The Cambridge Police Department arrested Harvard Professor Henry Louis Gates Jr. after Dr. Gates entered his own home and produced proof of his identity.
This story caught my eye because my daughter, Dr. Lydia Bean, recently graduated from Harvard and begins teaching sociology at Baylor next month. Our family was recently in Cambridge for the graduation ceremony. Gates' attorney, Dr. Charles Ogletree, is a Harvard law professor who provided invaluable behind the scenes assistance in the Jena 6 case.
The Boston Globe reports that a District Attorney has decided not to press charges against Henry Louis Gates Jr. No surprise there. Gates is a highly respected professor and authority on the civil rights movement. But if he had been just another black guy in some small Southern town, he would still be locked up. (Please read this piece of analysis from AP writer, Jesse Washington. Here is CNN's take.)
If his first name was "Bill," he would have been treated with far greater deference.
Check out the story in the Globe and scroll down to the comments section. Most of these people are residents of Greater Boston, but you would get the same range of comments in the Deep South. Half the readers think Dr. Gates owes Sergeant James Crowley an apology.

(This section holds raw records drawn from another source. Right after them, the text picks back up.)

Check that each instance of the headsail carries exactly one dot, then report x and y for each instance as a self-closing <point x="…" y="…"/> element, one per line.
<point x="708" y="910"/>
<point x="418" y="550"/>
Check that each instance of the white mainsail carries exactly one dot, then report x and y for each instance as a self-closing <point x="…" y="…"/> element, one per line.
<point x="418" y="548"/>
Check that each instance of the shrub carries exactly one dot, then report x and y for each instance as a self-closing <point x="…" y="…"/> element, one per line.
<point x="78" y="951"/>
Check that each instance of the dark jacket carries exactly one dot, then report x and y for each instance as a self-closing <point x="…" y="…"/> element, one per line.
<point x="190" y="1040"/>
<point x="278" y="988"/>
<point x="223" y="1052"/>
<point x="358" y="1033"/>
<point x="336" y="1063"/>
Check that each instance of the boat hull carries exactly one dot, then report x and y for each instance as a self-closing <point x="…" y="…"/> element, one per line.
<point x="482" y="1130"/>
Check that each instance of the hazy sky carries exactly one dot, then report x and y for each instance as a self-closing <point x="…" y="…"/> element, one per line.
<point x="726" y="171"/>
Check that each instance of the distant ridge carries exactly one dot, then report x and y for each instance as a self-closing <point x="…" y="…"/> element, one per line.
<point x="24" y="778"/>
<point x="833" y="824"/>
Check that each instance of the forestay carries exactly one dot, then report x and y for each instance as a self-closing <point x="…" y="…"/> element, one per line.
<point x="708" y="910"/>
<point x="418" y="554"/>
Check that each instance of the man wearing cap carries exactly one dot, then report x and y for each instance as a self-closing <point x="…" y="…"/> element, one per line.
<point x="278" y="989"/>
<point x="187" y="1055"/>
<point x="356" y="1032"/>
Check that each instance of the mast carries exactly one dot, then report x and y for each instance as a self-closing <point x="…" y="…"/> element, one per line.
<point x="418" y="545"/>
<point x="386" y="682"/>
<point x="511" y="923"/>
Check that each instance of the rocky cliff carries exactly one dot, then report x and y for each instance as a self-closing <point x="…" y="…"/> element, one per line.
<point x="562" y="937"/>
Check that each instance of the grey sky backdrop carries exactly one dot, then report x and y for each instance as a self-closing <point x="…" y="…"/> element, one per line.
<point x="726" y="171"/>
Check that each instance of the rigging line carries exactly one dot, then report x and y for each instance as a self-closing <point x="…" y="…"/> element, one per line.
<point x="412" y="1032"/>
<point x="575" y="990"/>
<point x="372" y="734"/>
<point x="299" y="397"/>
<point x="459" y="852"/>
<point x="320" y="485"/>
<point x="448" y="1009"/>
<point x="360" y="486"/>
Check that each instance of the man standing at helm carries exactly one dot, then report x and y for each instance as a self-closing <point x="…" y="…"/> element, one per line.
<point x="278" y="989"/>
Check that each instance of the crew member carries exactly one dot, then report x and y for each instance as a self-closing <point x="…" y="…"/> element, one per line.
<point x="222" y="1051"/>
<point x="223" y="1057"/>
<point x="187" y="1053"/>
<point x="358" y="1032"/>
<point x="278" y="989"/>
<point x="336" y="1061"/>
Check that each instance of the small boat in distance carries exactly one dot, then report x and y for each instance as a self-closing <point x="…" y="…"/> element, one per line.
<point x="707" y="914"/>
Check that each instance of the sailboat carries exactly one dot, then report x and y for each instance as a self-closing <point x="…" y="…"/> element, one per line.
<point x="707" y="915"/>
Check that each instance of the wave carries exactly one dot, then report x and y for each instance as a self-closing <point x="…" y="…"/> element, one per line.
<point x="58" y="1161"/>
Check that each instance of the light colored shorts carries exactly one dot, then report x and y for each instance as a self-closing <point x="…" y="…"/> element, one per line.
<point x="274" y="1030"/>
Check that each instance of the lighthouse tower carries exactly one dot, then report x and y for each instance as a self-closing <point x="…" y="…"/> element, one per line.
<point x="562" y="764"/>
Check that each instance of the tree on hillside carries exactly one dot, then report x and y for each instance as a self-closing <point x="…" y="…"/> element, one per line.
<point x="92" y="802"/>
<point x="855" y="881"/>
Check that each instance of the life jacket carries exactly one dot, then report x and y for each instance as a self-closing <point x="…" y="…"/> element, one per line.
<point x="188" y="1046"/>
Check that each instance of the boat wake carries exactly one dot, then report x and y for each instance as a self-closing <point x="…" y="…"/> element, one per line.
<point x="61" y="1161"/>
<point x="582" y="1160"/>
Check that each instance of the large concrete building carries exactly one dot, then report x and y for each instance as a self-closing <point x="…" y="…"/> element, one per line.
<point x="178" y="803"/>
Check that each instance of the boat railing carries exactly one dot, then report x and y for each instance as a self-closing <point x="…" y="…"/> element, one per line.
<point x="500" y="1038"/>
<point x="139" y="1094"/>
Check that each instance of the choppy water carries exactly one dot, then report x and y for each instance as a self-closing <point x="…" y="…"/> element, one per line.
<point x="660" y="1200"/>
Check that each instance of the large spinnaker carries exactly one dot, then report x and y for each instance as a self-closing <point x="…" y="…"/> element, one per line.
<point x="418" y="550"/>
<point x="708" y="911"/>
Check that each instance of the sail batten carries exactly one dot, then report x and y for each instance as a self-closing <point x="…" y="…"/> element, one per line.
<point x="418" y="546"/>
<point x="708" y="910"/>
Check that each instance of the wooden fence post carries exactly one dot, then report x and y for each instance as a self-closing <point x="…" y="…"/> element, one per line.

An apology? Really? If a police officer saw me trying to enter my own home and I presented clear evidence that I owned the place, his next move is very simple: offer an effusive apology and clear off my property.
Had that been done this would be a n0n-story.
Sure, the initial scene at the front door looked suspicious. You can't blame the neighbor for calling the police, nor can you blame the police for checking into the situation. But don't expect the homeowner to welcome your intrusion with open arms.
No one appreciates having to prove that they own their own home. I would get a bit testy if this happened to me. I would certainly ask for the officer's name and badge number. If this information wasn't provided with alacrity, I would tell the unresponsive officer what I thought of his non-compliance. It's simple human nature. Police officers should understand that when they confront innocent citizens in their own homes a measure of pique is to be expected.
Treating an officer with contempt isn't illegal. Henry Louis Gates Jr. may understand the racial context of this story better than anyone else in America, but to most readers he's just another black guy playing the race card. His comment to the Globe makes perfect sense to me:
I'm outraged. I shouldn't have been treated this way but it makes me so keenly aware of how many people every day experience abuses in the criminal justice system. ... No citizen should tolerate that kind of poor behavior by an officer of the law. ... This is really about justice for the least amongst us.
This is also significant:
Because of his arrest, Gates said he plans to make racial profiling and prison reform central intellectual and political issues he wants to explore. He's also considering a new documentary on racial profiling. "Because of the capricious whim of one disturbed person ... I am now a black man with a prison record," Gates said. "You can look at my mug shot on the Internet."
The Washington Post has recently published an in-depth article based on an extensive interview with Dr. Gates. The final quote in the Post story sums up the central issue quite nicely:
I'm glad that someone would care enough about my property to report what they thought was some untoward invasion. If she saw someone tomorrow that looked like they were breaking in, I would want her to call 911. I would want the police to come. What I would not want is to be presumed to be guilty. That's what the deal was. It didn't matter how I was dressed. It didn't matter how I talked. It didn't matter how I comported myself. That man was convinced that I was guilty.